3 L of Vogel Medium N Agar was made using 60 mL of 50X Vogel Salts, 2.94L of deionized water, 45 g of sucrose, and 45 g of agar, mixed and heated to 90 ºC and stirred at 350 rpm for 20 minutes. The agar mixture was then autoclaved. After autoclaving, 150 mL of the Vogel Agar was poured into each of 18, 12” x 3” containers. Agar was left to settle and cool for 30 minutes.

Figure  1.  Experimental  Design.    Each  large  rectangle  with  thick outline  represents  a  container.    Within  each  container  are  two medium rectangles representing treated filter paper (light blue for distilled water, peach for unburned oil, brown for burned oil) that meet and slightly overlap in the middle of the container. At either end  of  each  container  are  small  rectangles  representing  the uncovered Vogel Agar that serves as the inoculation site.  The top row  of  containers  was  inoculated  with  wild-type  FGSC  2489 N. crassa and the bottom row was inoculated with mutant FGSC 13319 N. crassa.


Containers (large rectangles depicted in Fig. 1) were assigned their treatments. Half of the 18 containers were inoculated with wild type N. crassa FGSC 2489, and the other half were inoculated with FGSC 13319. Within each of these halves, 3 containers were assigned to a distilled water treatment, 3 were assigned to an unburned oil treatment, and 3 were assigned to a burned oil treatment, which was a mixture of unburned and burned oil in a 50:50 by volume ratio (the burned oil was diluted due to a lack of results in burned oil replicates in unreported pilot studies). There were two replicates within each individual container, for a total of 36 replicates, 6 within each treatment.

Filter Paper Treatment

For each container, two 7.62 cm x 12.65 cm filter papers (medium rectangles depicted in Fig. 1)  were soaked with 1.5 mL of the assigned treatment. A micropipette was used to pipet 100 μL in a 5 x 3 grid pattern. Each 100 μL increment was separated by 2.54 cm (1.27 cm from edge of filter paper), with three increments across the width (7.62 cm) of the filter paper and five down its length (12.65 cm). Two filter papers were placed in each container so that the filter papers only slightly overlap in the middle. Each edge of the container is then left with 7.62 cm x 2.54 cm uncovered Vogel Agar (small rectangles depicted in Fig. 1), which served as the inoculation sites. This gridding pattern ensures that the filter papers are saturated and not oversaturated and that the amount of treatment is normalized. Unburned oil was Pennzoil 550035091 Motor Oil Lubricant. Burned oil was taken from a car after an oil change.

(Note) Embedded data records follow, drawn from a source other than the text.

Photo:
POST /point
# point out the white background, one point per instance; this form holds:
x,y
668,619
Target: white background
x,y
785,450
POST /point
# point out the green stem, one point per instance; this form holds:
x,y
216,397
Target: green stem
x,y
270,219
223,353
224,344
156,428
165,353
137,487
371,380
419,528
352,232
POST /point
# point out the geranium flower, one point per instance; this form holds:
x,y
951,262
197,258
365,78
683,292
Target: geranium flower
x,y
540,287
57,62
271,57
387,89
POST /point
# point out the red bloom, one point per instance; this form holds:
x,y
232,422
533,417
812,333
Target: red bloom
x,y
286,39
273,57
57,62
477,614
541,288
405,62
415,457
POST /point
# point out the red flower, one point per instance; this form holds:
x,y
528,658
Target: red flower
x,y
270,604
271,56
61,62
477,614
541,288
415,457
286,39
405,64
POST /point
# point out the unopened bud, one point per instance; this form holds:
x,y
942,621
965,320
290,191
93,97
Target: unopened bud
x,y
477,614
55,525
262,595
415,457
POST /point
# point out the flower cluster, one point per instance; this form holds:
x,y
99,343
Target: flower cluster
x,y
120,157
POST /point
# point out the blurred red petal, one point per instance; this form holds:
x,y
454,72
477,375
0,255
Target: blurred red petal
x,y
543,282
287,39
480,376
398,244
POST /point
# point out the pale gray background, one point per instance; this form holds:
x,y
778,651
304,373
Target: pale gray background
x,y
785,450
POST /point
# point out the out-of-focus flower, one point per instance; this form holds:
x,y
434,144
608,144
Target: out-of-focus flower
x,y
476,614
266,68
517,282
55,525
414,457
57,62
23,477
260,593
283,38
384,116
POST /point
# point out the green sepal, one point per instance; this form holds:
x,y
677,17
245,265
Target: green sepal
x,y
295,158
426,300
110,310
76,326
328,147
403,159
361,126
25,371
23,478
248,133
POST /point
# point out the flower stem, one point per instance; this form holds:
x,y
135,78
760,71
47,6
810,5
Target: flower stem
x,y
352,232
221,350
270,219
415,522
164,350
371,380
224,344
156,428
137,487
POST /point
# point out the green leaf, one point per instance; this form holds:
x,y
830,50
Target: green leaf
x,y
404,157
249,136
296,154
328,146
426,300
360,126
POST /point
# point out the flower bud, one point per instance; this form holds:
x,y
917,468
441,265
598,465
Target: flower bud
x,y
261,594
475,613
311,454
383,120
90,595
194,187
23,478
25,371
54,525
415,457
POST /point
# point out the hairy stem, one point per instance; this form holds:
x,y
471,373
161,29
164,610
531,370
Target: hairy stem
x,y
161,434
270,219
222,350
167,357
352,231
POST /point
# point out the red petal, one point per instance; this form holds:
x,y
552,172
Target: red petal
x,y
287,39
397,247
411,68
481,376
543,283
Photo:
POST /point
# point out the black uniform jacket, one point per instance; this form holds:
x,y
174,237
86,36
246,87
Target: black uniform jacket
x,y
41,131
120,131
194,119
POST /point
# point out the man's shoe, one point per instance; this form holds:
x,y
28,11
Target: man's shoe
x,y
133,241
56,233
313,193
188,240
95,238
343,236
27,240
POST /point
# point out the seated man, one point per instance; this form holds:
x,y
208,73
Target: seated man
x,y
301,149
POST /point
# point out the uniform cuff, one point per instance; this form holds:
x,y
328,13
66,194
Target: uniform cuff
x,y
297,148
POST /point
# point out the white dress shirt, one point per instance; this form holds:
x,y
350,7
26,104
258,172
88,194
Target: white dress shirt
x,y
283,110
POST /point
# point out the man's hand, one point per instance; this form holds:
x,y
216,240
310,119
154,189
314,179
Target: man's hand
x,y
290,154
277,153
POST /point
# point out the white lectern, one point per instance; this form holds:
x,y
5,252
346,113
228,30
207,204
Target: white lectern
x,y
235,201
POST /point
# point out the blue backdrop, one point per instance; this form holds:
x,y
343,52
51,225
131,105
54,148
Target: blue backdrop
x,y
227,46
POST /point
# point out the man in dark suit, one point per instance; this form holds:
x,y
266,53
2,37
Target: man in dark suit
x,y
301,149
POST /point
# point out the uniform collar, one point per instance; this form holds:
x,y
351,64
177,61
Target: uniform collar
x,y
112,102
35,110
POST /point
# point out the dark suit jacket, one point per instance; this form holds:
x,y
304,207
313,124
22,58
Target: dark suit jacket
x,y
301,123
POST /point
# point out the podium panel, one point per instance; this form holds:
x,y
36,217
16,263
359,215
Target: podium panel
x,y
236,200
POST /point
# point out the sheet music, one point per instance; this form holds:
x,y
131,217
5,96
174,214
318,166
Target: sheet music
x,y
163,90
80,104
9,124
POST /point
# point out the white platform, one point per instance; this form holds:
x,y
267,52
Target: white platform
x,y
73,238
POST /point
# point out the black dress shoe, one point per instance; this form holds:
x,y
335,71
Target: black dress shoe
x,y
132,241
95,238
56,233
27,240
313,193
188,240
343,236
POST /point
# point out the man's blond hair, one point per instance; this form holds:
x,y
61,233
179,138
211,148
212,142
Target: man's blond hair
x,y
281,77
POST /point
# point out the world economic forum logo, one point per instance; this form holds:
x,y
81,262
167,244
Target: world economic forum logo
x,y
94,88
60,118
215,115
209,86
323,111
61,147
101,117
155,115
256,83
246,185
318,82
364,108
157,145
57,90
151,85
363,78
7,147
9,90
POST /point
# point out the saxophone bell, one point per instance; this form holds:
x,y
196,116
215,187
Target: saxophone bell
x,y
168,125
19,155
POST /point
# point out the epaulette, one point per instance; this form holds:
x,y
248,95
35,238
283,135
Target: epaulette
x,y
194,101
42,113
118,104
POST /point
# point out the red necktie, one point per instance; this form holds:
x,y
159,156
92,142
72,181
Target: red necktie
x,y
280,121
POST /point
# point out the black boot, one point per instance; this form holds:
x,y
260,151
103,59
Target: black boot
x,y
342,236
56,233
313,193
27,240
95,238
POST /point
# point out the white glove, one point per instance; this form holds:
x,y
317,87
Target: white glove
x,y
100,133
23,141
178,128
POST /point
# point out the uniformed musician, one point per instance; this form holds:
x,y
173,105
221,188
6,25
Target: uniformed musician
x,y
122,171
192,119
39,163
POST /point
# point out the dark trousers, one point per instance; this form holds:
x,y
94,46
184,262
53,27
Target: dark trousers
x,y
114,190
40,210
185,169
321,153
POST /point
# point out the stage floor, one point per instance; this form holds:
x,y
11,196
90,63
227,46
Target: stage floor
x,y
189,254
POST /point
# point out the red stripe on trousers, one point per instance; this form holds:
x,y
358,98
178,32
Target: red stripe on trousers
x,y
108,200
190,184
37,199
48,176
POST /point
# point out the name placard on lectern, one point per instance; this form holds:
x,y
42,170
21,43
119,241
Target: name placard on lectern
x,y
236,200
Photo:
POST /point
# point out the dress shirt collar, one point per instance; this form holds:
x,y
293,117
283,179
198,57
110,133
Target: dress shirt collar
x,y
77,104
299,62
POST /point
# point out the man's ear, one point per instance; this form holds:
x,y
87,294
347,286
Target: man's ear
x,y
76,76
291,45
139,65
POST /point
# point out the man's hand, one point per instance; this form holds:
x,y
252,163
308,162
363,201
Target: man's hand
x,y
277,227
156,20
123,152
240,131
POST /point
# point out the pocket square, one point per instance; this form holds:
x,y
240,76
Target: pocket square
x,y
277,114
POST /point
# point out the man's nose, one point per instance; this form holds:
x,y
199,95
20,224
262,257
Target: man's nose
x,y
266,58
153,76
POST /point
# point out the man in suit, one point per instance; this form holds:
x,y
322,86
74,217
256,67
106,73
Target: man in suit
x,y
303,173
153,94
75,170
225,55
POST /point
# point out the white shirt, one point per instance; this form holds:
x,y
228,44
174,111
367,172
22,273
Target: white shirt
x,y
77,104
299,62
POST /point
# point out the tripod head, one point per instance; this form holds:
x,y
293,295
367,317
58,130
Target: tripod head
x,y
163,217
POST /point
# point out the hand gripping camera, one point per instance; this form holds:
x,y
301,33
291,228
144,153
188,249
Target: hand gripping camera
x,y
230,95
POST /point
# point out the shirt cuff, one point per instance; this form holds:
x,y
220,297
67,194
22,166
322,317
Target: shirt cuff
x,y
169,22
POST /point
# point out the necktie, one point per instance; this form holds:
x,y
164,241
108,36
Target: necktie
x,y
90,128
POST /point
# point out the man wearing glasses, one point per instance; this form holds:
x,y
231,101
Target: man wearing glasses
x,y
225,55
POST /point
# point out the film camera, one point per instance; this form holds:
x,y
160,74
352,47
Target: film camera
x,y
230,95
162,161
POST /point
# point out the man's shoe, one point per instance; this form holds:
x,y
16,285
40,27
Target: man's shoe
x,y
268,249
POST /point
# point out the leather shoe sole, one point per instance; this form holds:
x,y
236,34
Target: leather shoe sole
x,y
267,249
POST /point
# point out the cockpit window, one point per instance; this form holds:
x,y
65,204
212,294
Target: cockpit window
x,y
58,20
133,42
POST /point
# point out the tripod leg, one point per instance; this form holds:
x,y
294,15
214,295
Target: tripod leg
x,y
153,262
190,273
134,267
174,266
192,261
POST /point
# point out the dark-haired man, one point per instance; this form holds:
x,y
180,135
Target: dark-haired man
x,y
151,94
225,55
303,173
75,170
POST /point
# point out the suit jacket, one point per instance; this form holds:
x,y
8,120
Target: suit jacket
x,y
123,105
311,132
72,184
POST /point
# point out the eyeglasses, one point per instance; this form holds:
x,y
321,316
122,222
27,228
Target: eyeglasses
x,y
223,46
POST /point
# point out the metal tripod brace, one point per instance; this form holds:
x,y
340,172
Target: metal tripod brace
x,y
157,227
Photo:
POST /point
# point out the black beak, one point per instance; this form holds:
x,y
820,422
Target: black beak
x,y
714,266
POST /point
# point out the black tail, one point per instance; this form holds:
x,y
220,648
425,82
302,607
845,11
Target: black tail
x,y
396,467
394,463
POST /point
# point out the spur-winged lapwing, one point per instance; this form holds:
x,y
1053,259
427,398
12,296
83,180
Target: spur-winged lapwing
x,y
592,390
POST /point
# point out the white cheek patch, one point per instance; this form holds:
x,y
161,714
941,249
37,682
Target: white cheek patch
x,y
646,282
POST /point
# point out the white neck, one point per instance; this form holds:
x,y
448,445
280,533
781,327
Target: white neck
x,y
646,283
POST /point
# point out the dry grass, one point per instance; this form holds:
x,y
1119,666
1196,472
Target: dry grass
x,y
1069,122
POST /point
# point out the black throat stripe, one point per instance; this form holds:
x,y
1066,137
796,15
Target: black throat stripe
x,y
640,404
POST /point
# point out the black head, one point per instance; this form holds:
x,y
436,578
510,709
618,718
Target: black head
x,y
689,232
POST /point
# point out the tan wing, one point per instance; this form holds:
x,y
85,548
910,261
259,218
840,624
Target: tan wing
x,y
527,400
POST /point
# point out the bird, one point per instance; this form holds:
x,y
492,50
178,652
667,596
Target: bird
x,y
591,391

To inoculate, 100 μL of suspension (2.50 x 105conidia) was pipetted directly onto the middle of the edge where the 7.62 cm x 2.54 cm uncovered Vogel Agar and side of the container meet. Suspensions were vortexed between each inoculation.

Conditions and Measurements

The containers were stored in incubators set to 25 ºC, covered with parafilm. Parafilm was sterilized with 91% isopropyl alcohol. Growth was recorded and documented every 24 hours by measuring, with a ruler, the lateral appearance of macroscopic mycelial growth (in cm), relative to the edge of the filter paper nearest the inoculation site. Pictures were also taken of each individual replicate.



The lateral growth was measured at 24 hour intervals, but only the data from the 72 hour interval was analyzed. Pictures were also taken every 24 hours. 72 hours after inoculation, there was no statistical difference between lateral growth across both strains of N. crassa (mutant (without  hydrophobins) and wild type (with hydrophobins))  (two-way  ANOVA,  p  >  0.05)  (Fig.  2). Additionally, there is a difference between lateral appearance of mycelial growth across oil treatments (burned/unburned/control)  (two-way  ANOVA,  p  <  0.05) (Fig. 2). There was no interaction between oil treatment and fungal strain (two-way ANOVA, p > 0.05) (Fig. 2).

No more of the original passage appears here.